それは走っていく彼女を見ての悲しみなのだろうか、それとも自分自身への悲しみなのだろうか。ぼくにはわからなかった。
それはぼくが来たことでさなちゃんが変わり、変わったせいで周りに迷惑を掛けて自然に、ごく自然に気づかずに飄々としていたと言うわけか。
またいつか聞けることを念じて、今日はパーティーを楽しむことにしようと思った。
彩華ちゃんはさなちゃんが走って行った方へ向かいぼくは相槌を打つ。
「……そう、だね……」と言い、足を止めて立ち止まった。
初めて会った時から変わったように見える。今の今まで気づきもしなかったが彩華ちゃんに言われて気がついた。
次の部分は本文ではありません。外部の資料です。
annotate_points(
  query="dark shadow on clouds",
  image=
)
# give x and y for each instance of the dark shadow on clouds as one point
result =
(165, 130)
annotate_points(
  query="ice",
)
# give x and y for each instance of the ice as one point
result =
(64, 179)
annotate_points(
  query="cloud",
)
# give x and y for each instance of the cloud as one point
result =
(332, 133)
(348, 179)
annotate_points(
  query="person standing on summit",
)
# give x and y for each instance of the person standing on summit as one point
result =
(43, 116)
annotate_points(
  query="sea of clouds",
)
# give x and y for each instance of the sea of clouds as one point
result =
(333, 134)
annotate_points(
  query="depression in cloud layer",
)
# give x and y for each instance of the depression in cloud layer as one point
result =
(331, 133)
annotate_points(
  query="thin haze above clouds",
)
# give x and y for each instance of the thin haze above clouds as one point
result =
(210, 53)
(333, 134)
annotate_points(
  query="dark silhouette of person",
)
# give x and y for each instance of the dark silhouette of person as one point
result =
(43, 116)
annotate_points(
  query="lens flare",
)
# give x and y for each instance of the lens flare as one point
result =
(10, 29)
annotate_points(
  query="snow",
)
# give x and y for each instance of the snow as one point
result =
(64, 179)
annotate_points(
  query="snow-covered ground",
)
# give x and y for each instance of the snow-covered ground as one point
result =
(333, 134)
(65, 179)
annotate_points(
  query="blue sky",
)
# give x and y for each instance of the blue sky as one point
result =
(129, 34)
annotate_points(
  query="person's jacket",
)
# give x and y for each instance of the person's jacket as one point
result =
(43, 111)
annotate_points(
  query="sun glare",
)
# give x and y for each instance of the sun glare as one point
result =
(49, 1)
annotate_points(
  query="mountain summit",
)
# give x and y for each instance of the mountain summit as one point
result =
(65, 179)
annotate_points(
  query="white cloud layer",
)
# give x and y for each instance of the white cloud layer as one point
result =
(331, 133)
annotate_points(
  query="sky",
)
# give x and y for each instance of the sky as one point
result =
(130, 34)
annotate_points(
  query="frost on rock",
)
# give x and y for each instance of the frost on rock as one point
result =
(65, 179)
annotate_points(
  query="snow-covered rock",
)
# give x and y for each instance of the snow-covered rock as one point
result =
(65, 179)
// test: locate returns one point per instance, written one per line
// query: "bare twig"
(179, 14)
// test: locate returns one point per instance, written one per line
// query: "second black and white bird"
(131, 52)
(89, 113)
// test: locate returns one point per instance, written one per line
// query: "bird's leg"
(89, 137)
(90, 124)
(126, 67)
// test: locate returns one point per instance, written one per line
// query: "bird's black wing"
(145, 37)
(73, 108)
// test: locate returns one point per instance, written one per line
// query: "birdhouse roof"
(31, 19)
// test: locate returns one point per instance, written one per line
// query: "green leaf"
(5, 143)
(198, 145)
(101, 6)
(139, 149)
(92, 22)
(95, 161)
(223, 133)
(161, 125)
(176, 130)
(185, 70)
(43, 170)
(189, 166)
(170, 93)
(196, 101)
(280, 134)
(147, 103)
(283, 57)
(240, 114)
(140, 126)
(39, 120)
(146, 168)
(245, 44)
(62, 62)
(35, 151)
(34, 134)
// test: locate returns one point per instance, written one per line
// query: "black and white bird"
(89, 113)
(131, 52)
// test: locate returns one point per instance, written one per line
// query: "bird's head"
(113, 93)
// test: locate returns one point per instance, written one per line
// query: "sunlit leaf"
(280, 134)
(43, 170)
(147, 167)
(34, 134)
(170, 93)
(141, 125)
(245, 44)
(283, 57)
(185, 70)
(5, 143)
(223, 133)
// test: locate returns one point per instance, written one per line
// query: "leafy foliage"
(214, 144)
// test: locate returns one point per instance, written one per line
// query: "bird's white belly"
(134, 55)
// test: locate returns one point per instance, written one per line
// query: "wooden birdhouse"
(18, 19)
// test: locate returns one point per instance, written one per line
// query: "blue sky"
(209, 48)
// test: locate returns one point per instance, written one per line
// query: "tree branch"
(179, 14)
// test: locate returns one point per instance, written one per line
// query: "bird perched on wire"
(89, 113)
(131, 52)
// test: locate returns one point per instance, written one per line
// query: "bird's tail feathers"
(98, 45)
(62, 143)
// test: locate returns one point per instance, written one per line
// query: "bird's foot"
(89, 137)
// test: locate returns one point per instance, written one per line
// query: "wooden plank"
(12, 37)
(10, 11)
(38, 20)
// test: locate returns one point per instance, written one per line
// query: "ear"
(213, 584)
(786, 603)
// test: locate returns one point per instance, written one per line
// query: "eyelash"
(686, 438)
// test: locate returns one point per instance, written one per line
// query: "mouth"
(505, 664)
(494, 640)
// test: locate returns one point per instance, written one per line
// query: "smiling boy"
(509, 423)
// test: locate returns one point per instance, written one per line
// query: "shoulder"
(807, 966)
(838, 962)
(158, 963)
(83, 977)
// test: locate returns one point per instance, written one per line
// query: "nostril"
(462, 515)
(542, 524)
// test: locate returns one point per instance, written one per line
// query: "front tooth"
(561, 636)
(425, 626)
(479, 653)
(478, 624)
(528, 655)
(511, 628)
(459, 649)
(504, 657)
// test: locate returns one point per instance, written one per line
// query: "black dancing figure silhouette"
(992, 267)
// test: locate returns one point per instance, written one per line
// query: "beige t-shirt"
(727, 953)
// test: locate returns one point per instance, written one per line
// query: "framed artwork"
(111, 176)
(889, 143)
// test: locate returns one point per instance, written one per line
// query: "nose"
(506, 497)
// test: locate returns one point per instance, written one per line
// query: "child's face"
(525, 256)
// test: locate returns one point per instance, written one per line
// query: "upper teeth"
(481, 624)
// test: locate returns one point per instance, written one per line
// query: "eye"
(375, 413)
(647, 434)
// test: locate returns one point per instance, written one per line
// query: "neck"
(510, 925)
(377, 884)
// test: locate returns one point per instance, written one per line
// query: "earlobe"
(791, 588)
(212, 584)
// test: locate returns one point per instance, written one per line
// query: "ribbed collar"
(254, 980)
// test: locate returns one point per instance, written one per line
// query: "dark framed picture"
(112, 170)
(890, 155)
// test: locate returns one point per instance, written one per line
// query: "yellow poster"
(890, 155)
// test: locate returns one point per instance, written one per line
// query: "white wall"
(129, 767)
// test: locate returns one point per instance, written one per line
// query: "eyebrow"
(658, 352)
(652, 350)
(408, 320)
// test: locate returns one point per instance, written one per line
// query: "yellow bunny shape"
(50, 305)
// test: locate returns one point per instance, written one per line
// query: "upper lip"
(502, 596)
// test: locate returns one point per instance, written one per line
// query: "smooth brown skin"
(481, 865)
単純にぼくが鈍感で愚鈍で無神経で無感覚なだけで決して欠陥している訳ではない。と言いたいけれど多分……欠落はしているであろう。
止めてた足を進ませ庭へ向かった。
あれからまた何時間も経ちそろそろお帰りの時間だろうと思えてきた時。そして、約二時間ちょっとが経った。と、そのとき駿河は唐突にぼくのことを聞いてきた。
「そう言えば翠、前の学校はどうだった?」
「…………」
ぼくはそっぽ向いた。
そして、沈黙して俯く。前の学校か……。嫌な響きだな。そして少し前の学校のことを思い出した。
「駿我」
出澄が駿我の肩に手をポンとやり首を横に振った。
「悪い……」
「悪いな、翠。駿我はこういう奴だけど悪いやつではないから気にしないでくれ」
出澄は駿我をフォローしたが、ぼくにとってはどうでもいい、誰にだってミスはある。失敗については何も言わない。
「うん。……悪い人には見えないよ」
彼らはぼくの方を見た。何か寂しいように見てきた。そして目を逸らす。
寂寥感に埋まった。
「…………、」ぼくがいて本当にごめんなさいと思った。
「…………、」この空気をよく作ってしまうこのぼくにぼくは堕ちてしまった。
「――そうだ!」
沈黙の中先手を取ったのはなっちゃんだった。そして両手でパチンッと鳴らす。
「ねぇっ!記念に写真撮ろうよ!」
ぼくにはなんの記念なのかはわからず適当に相槌を打つ。
「いいね。撮ろうぜ。翠も来いよ」
駿我はぼく呼び、頷いた。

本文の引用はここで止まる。